Sur l’irrégularité de la procédure préalable au placement en rétention
L’article L. 741-6 du CESEDA dispose que la décision de placement en rétention est prise par l’autorité administrative, après l’interpellation de l’étranger ou, le cas échéant, lors de sa retenue aux fins de vérification de son droit de circulation ou de séjour, à l’expiration de sa garde à vue, ou à l’issue de sa période d’incarcération en cas de détention. Elle est écrite et motivée. Elle prend effet à compter de sa notification.
En l’espèce la fiche pénale de M. [U] versée au dossier indique qu’il a été écroué le 8 décembre 2023 à la maison d’arrêt de Grasse en vertu d’un mandat de dépôt du juge des libertés et de la détention du tribunal judiciaire de Nice et mentionne à la date du 17 mars 2025, pour l’affaire 01 de violence avec usage ou menace d’une arme sans incapacité, qu’une ordonnance de règlement du juge d’instruction de la même juridiction requalifiait les faits, renvoyait l’intéressé devant le tribunal correctionnel à l’audience du 16 mai 2025 et le maintenait en détention jusqu’à la date limite du 17 mai 2025.
Cependant à la date du 16 mai 2025 la même fiche pénale précise que, pour violence avec usage ou menace d’une arme sans incapacité, 'il convient de lire «non lieu» au lieu de «renvoi devant le TC concernant l’écriture du 17/03/25 (aff01), MISE EN LIBERTE. A compter du 16/05/2025. La détention provisoire devait prendre fin initialement le 17/03/2025 suite au non lieu prononcé».
M. [U] a ainsi été libéré de la maison d’arrêt de [Localité 5] le 16 mai 2025 alors qu’une ordonnance de non lieu avait été prononcée à son égard le 17 mars 2025 dans le cadre d’une information judiciaire pour des faits de meurtre en bande organisée.
A défaut de production d’un autre titre de détention il s’avère qu’il a été incarcéré indûment du 17 mars au 16 mai 2025.

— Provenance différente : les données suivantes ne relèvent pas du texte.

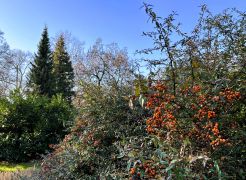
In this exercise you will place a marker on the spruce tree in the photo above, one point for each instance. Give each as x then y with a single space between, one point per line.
63 70
41 79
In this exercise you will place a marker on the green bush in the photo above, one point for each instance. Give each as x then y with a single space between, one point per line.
91 150
29 124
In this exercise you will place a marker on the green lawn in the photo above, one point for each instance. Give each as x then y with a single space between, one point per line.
9 167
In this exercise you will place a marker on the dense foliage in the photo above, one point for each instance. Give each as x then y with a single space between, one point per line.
29 124
63 71
186 120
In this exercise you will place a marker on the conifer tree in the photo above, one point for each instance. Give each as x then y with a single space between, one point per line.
63 70
41 79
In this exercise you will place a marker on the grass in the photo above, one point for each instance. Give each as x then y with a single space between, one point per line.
9 167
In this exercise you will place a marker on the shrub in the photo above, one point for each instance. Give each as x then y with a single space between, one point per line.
29 124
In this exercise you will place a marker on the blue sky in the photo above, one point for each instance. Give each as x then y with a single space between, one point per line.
120 21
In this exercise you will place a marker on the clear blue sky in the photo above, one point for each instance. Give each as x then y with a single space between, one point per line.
120 21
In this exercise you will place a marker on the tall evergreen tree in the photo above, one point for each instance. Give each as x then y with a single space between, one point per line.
41 79
63 70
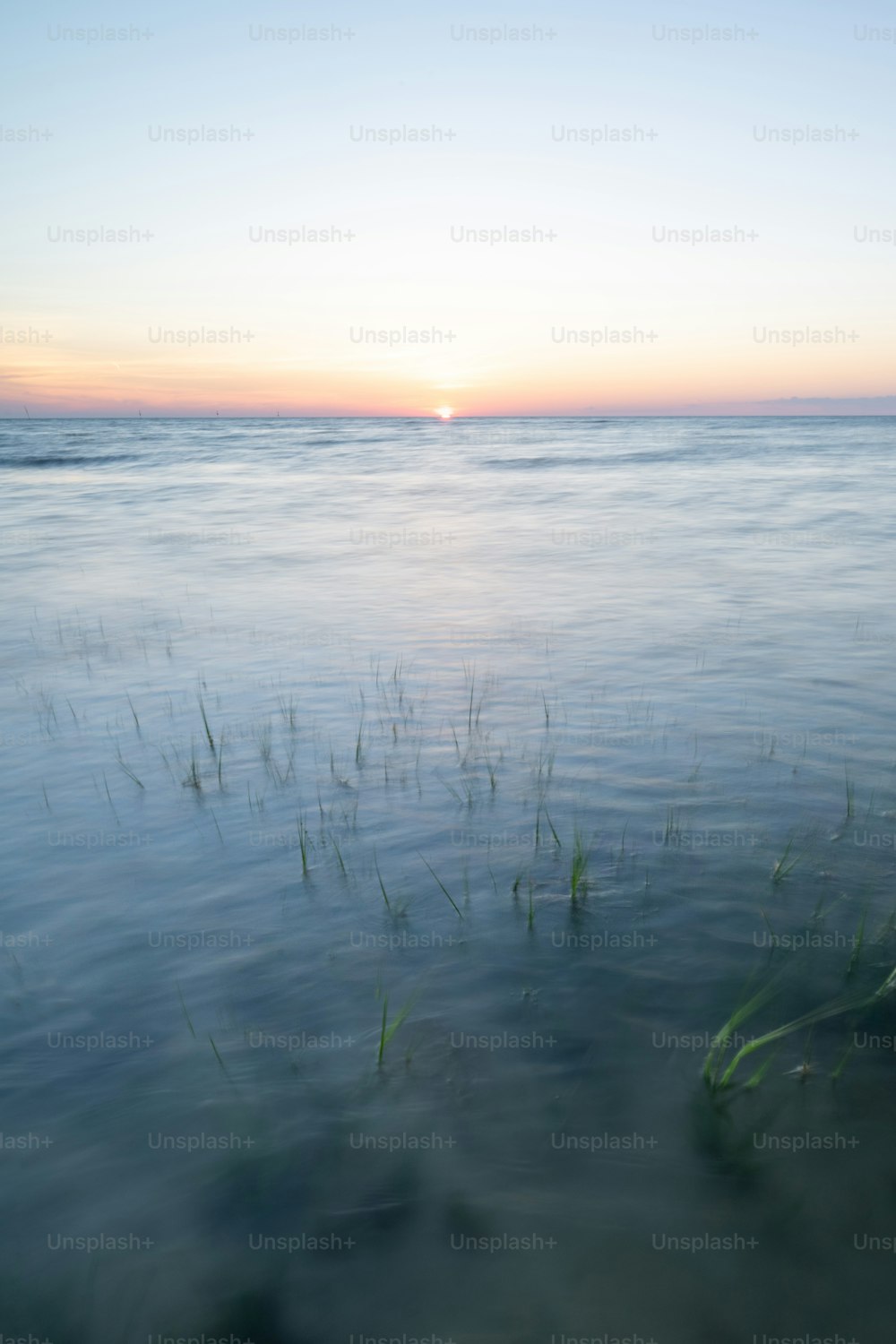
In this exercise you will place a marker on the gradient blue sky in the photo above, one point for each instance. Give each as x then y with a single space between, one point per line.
672 327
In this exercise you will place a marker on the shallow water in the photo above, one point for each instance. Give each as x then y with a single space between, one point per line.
432 656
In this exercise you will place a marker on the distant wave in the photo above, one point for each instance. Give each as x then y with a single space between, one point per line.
521 464
65 460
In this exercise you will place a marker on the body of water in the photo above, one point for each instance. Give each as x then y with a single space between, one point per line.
397 812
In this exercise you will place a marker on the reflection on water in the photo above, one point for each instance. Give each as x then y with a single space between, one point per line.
410 827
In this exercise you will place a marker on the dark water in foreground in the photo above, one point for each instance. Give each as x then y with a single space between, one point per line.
309 728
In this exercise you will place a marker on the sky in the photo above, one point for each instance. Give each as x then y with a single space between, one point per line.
405 210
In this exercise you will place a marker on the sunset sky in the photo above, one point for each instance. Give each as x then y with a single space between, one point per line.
600 309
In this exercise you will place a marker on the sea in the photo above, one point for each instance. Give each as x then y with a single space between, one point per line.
447 879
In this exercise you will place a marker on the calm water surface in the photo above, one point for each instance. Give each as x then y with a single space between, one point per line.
309 728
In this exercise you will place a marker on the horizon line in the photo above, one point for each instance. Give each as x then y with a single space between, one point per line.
438 419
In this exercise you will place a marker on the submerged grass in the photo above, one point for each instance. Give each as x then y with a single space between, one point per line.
578 876
719 1078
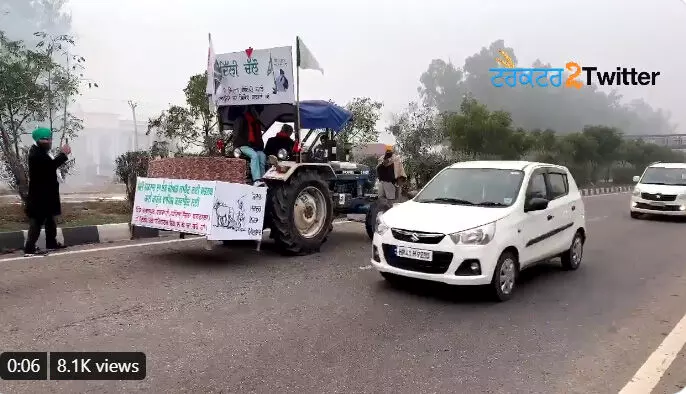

Cette détention irrégulière a nécessairement porté une atteinte substantielle à ses droits le privant abusivement de sa liberté, et l’ayant conduit ensuite à son placement en rétention.
Dans ces conditions celui-ci est entaché d’une nullité justifiant la mainlevée de la mesure de rétention sans qu’il soit nécessaire d’examiner les autres moyens soulevés par l’intéressé, étant rappelé que celui-ci a obligation de quitter le territoire national en vertu de l’arrêté du 16 mai 2025.
L’ordonnance déférée sera par conséquent infirmée.
PAR CES MOTIFS
Statuant publiquement par décision réputée contradictoire en dernier ressort, après débats en audience publique,
Annulons le placement en rétention de Monsieur [Z] [U],
Infirmons l’ordonnance du magistrat désigné pour le contrôle des mesures d’éloignement et de rétention du tribunal judiciaire de Nice en date du 20 mai 2025,
Statuant à nouveau,
Ordonnons la mainlevée de la mesure de rétention de Monsieur [Z] [U],
Rappelons à Monsieur [Z] [U] qu’il a obligation de quitter le territoire national en vertu de l’arrêté du 16 mai 2025.
Les parties sont avisées qu’elles peuvent se pourvoir en cassation contre cette ordonnance dans un délai de 2 mois à compter de cette notification, le pourvoi devant être formé par déclaration au greffe de la Cour de cassation, signé par un avocat au conseil d’Etat ou de la Cour de cassation.
Le greffier Le président
Reçu et pris connaissance le :
Monsieur [Z] [U]
Assisté d’un interprète
COUR D’APPEL D’AIX-EN-PROVENCE
Chambre 1-11, Rétentions Administratives
[Adresse 7]
Téléphone : [XXXXXXXX02] – [XXXXXXXX03] – [XXXXXXXX01]
Courriel : [Courriel 4]
Aix-en-Provence, le 22 Mai 2025
À
— PREFECTURE DES ALPES MARITIMES
— Monsieur le directeur du centre de rétention administrative de [Localité 6]
— Monsieur le procureur général
— Monsieur le greffier du Juge des libertés et de la détention de NICE
— Maître Aziza DRIDI
NOTIFICATION D’UNE ORDONNANCE
J’ai l’honneur de vous notifier l’ordonnance ci-jointe rendue le 22 Mai 2025, suite à l’appel interjeté par :
Monsieur [Z] [U]
né le 05 Janvier 2007 à [Localité 8] (99)
de nationalité Tunisienne
Je vous remercie de m’accuser réception du présent envoi.
Le greffier,
VOIE DE RECOURS
Nous prions Monsieur le directeur du centre de rétention administrative de bien vouloir indiquer au retenu qu’il peut se pourvoir en cassation contre cette ordonnance dans un délai de 2 mois à compter de cette notification, le pourvoi devant être formé par déclaration au greffe de la Cour de cassation.